Here are the nutrients you need to fight COVID-19

Published November 9, 2021, 1:55 PM

by Cheshire Que

Food is medicine 

“Let medicine be thy food and let food be thy medicine” said the Father of Medicine and ancient Greek physician, Hippocrates in 400 B.C. Food was not merely created for sustenance. It has healing properties beyond supplying us with carbohydrates, protein, and fats. Food provides vitamins, minerals, water, fiber, and phytonutrients or natural compounds that come from plants. All these nutrients have the power to not only heal but to prevent diseases as well. 

The human body fights off diseases through a healthy immune system, whether it is cancer, heart disease, diabetes, skin disease, or migraine. The immune system is involved. 

And immunity all begins in the gut. Our digestive system is involved in the breakdown of food, and absorption and production of energy from food. It also houses approximately two thirds of our immune cells. The gut is home to trillions of beneficial bacteria that impacts immunity. This is perhaps the reason Hippocrates was quoted as saying “All disease begins in the gut.”

If your intestinal barrier is compromised, then your immune system is weakened, thus, rendering you vulnerable to illnesses, the most concerning of which right now is the vicious COVID-19 that has not only taken millions of lives globally but has also left survivors with the debilitating effects of what we now call long COVID, a condition in which other organ systems in the body are affected, including the heart, kidneys, lungs, and blood vessels.

What we now call long COVID is a condition in which other organ systems in the body are affected, including the heart, kidneys, lungs, and blood vessels.

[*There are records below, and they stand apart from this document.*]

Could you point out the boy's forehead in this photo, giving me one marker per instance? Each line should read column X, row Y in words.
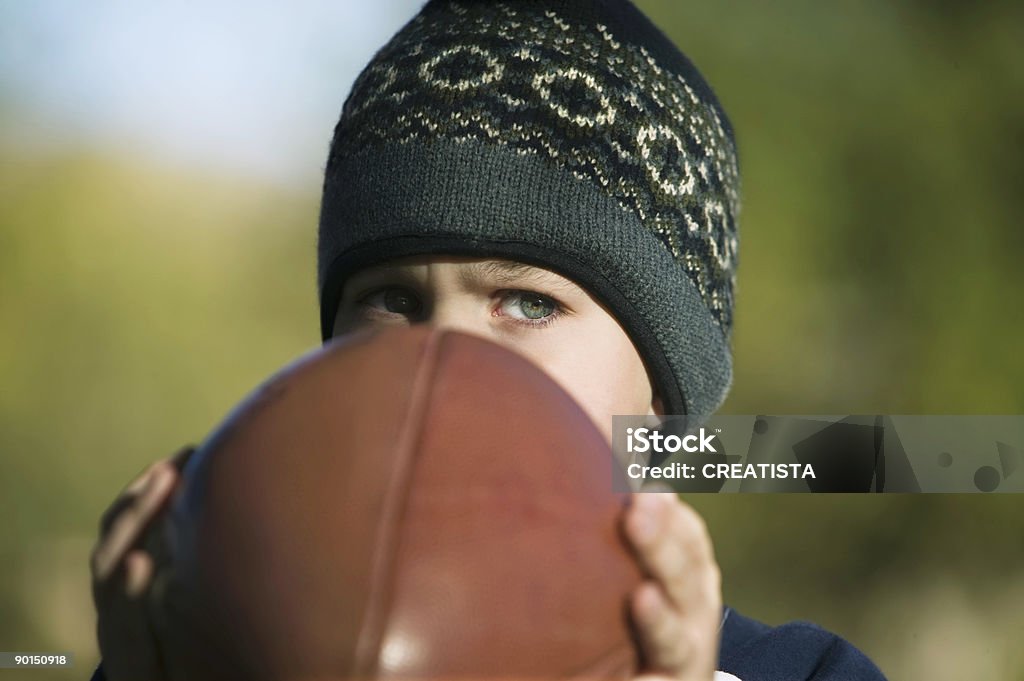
column 469, row 268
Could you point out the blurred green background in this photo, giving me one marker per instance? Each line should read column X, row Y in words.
column 158, row 262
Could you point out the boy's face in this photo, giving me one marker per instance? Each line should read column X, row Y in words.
column 539, row 313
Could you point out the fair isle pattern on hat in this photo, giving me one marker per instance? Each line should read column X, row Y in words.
column 521, row 76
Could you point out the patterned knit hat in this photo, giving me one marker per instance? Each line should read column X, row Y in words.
column 568, row 134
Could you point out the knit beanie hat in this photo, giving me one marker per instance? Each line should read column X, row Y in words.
column 569, row 134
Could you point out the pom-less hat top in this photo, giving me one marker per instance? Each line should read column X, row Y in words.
column 571, row 135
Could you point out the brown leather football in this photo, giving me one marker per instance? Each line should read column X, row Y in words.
column 414, row 503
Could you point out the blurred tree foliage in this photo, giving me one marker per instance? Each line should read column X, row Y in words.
column 881, row 272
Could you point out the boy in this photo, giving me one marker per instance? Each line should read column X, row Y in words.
column 555, row 176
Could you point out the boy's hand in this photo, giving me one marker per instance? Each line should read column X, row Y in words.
column 122, row 571
column 678, row 609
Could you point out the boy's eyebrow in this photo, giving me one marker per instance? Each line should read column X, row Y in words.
column 509, row 271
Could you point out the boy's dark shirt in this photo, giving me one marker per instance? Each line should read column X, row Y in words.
column 796, row 651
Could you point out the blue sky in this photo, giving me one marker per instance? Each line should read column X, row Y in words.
column 252, row 87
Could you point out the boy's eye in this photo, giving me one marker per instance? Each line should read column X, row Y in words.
column 395, row 299
column 524, row 305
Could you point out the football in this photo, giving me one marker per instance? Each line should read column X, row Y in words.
column 408, row 503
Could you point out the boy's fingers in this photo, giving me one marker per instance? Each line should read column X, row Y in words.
column 135, row 487
column 127, row 526
column 659, row 630
column 672, row 543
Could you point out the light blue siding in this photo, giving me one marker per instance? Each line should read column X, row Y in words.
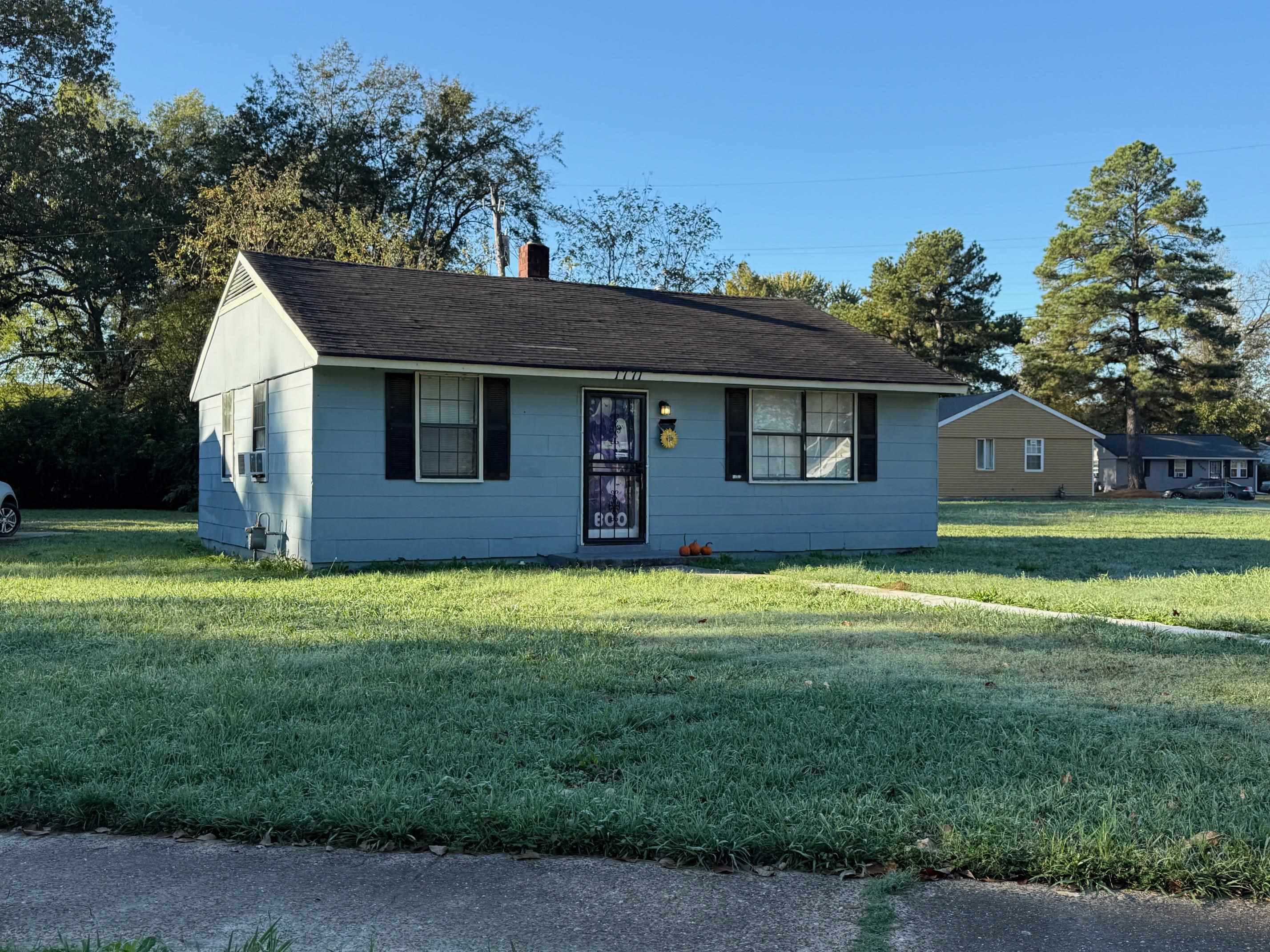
column 226, row 508
column 357, row 516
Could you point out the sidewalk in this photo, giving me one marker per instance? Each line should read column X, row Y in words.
column 196, row 895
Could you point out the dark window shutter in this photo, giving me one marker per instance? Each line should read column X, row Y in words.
column 868, row 429
column 498, row 428
column 736, row 404
column 399, row 427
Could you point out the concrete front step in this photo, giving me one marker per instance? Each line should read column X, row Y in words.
column 622, row 558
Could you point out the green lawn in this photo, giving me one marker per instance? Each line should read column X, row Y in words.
column 1206, row 565
column 149, row 686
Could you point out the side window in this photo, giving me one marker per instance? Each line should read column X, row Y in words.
column 260, row 417
column 985, row 455
column 1034, row 455
column 228, row 435
column 449, row 427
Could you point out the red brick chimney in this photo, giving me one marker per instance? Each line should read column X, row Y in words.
column 535, row 260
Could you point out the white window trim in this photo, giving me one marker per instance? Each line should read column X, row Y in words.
column 228, row 435
column 480, row 429
column 266, row 417
column 1042, row 441
column 855, row 444
column 992, row 442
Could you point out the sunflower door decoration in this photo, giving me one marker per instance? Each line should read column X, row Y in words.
column 666, row 433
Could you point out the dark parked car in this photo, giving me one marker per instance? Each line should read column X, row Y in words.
column 11, row 516
column 1211, row 489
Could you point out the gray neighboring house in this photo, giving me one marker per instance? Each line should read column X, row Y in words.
column 1173, row 461
column 378, row 414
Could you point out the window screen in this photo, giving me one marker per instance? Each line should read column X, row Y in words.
column 803, row 435
column 449, row 427
column 260, row 417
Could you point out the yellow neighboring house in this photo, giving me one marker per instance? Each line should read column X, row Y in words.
column 1002, row 446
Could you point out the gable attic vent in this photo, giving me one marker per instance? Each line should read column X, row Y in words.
column 239, row 288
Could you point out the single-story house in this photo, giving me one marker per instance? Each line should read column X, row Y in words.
column 1009, row 446
column 1171, row 461
column 374, row 414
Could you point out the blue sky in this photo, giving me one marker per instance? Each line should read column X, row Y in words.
column 696, row 98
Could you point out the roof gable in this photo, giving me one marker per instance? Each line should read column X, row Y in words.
column 956, row 408
column 398, row 314
column 251, row 338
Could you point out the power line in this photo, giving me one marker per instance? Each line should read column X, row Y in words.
column 904, row 242
column 916, row 174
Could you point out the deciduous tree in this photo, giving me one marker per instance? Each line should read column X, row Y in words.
column 935, row 301
column 634, row 239
column 803, row 286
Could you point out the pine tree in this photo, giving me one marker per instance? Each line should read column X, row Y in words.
column 1133, row 300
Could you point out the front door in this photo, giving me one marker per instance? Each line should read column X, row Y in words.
column 613, row 468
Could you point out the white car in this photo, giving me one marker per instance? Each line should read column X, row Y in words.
column 11, row 516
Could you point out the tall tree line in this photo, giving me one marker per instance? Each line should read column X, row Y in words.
column 116, row 230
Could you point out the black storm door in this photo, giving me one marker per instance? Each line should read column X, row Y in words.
column 614, row 468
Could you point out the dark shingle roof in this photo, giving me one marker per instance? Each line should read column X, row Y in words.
column 952, row 407
column 1198, row 446
column 351, row 310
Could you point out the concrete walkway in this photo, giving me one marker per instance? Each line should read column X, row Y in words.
column 196, row 895
column 954, row 602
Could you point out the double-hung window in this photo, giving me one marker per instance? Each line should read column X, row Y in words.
column 986, row 455
column 1034, row 455
column 260, row 417
column 803, row 435
column 228, row 435
column 449, row 427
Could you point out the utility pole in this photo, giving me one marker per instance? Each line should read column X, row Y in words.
column 501, row 251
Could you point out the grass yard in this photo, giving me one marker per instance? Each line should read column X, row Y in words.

To understand the connection among food, immunity, and COVID-19, it is important to know what happens inside the body when infected with the virus. The infection causes an overproduction of small proteins called cytokines that increase inflammation. This causes destruction and thickening or scarring of lung tissues. 

The goal of managing this condition is to quell the inflammation. Some nutrients found in food have shown properties that inhibit the stimulation of inflammasomes. These are innate immune receptors and sensors that respond to infection by causing inflammatory processes to be activated.

These are some of the natural inflammasome inhibitors.

Curcumin, the main natural polyphenol found in turmeric, also locally known as luyang dilaw. Unfortunately, curcumin is poorly absorbed, rapidly metabolized, or broken down in the body and also rapidly eliminated. Combining turmeric with pepper and fatty foods like olive oil, avocado, nuts, and seeds will enhance its absorption. When cooking, remember to add some spice in the form of turmeric to your tuna or salmon while reaping the benefits of antioxidant rich curcumin.

Turmeric is known to contain curcumin, a natural inflammasome inhibitor

Quercetin is abundant in berries, grapes, green leafy vegetables, tomatoes, apples, onions, citrus fruits, tea (Camellia Sinensis), and dark chocolate. This flavonoid or plant pigment has antiviral effects against RNA and DNA viruses. It promotes eradication, inactivation, and inhibition of viral replication. It can also help reduce symptoms. 

Matcha has Epigallocatechin Gallate (EGCG), which is anti-inflammatory

Epigallocatechin Gallate or EGCG comes from green tea or matcha. Both come from the camellia sinensis plant but differ in the way of processing. EGCG not only modulates inflammasome, it also potentially targets the SARS-CoV-2 (virus responsible for COVID-19 infection) main protease, which is involved in the multiplication or replication of the virus. Four cups of green tea is recommended per day. Post-kidney transplant patients, however, must refrain from taking excessive green tea as it may interact with anti-organ rejection medications.

Grapes is a source of the plant chemical resveratrol

Resveratrol is a polyphenol or plant chemical found in grapes, peanuts, cranberries, blueberries, pistachios, and cocoa or dark chocolate. Aside from decreasing inflammation, it is also good for the heart and blood circulation. As mentioned earlier, the heart and blood vessels are also affected by COVID-19. Why don’t you replace your morning coffee with a cup of cocoa and nut milk sans the refined sugar? Get a shot of pure cocoa to jump-start your morning and boost your immunity.

Don’t wait until you get COVID-19. Ensure that you have a healthy and balanced immune system to help you ward off the threat of infection. Eat your daily dose of fresh vegetables, fruits, whole grains, nuts, and seeds, which all contain the plant nutrients that will arm you in this worldwide battle against COVID-19.